Kāng conclude che la relativa arretratezza di un paese come l’Italia non è un buon motivo per sostenere che la Cina debba respingere la cultura occidentale. L’Italia non rappresenta tutto l’Occidente e, comunque, ogni civiltà possiede pregi e difetti.
L’interazione fra le diverse civiltà è indispensabile per assicurare il progresso di tutti i paesi.
Non si può certo negare che l’accettazione degli schemi di pensiero occidentali comporti il rischio di provocare la fine della Cina come nazione e la scomparsa della sua millenaria civiltà. D’altra parte, è ragionevole pensare che la disponibilità ad accogliere le conoscenze e la tecnica dell’Occidente possa giovare alla Cina e consentirle di rinnovarsi.
Non si possono accettare i vantaggi dell’apertura senza metterne in conto anche gli svantaggi ed i pericoli.
L’unica soluzione che non è neppure concepibile è un atteggiamento preconcetto di chiusura, il quale non comporterebbe altro che danni.
NOTE
1) Il“Diario del viaggio in Italia” fu pubblicato nel 1905 ed ebbe numerose ristampe negli anni successivi. “Il Diario del viaggio in Francia” fu pubblicato nel 1907. Il resto dell’opera fu pubblicato solo dopo la morte dell’autore.
2) Le date del soggiorno sono fornite da Martina Turriziani nell’articolo “I tre eroi del risorgimento italiano nell’Yidali Youji (1905) di Kang Youwei (1858-1927): un elogio a Cavour” pubblicato in Associazione Italiana di Studi Cinesi , Atti del XV convegno 20915 a cura di Tommaso Pellin e Giorgio Trentin, Libreria Editrice Cafoscarina, Venezia, 2017.
3) I brani del “Diario del viaggio in Italia” riportati tra virgolette non sono tradotti direttamente dall’originale cinese, che non ho potuto consultare.
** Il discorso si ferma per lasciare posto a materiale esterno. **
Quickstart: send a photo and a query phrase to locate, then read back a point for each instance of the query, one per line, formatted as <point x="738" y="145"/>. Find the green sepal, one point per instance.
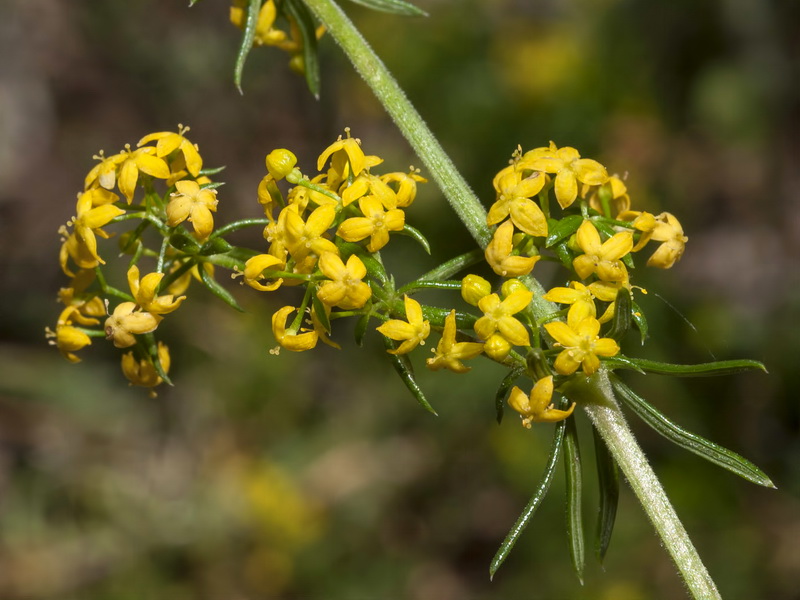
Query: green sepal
<point x="211" y="170"/>
<point x="417" y="236"/>
<point x="212" y="185"/>
<point x="574" y="479"/>
<point x="727" y="459"/>
<point x="248" y="36"/>
<point x="622" y="315"/>
<point x="305" y="23"/>
<point x="215" y="246"/>
<point x="502" y="392"/>
<point x="319" y="310"/>
<point x="361" y="329"/>
<point x="639" y="319"/>
<point x="405" y="370"/>
<point x="183" y="242"/>
<point x="217" y="289"/>
<point x="561" y="229"/>
<point x="608" y="482"/>
<point x="712" y="369"/>
<point x="395" y="7"/>
<point x="538" y="495"/>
Per alcuni di essi ho utilizzato le traduzioni trovate in Giuliano Bartolucci, il “Viaggio in Italia di K’ang Yu-wei (3-13 maggio 1904), in “Cina”,, n.4, 1958, pagg.82-91. Altri sono stati tradotti da un articolo su Internet intitolato “从《意大利游记》看康有为之文明论,以儒学为核心,推崇大一统” (“Esame della teoria della civiltà di Kang Youwei fondata sulla dottrina confuciana della “grande unificazione”, condotto sulla base del “Diario del viaggio in Italia”).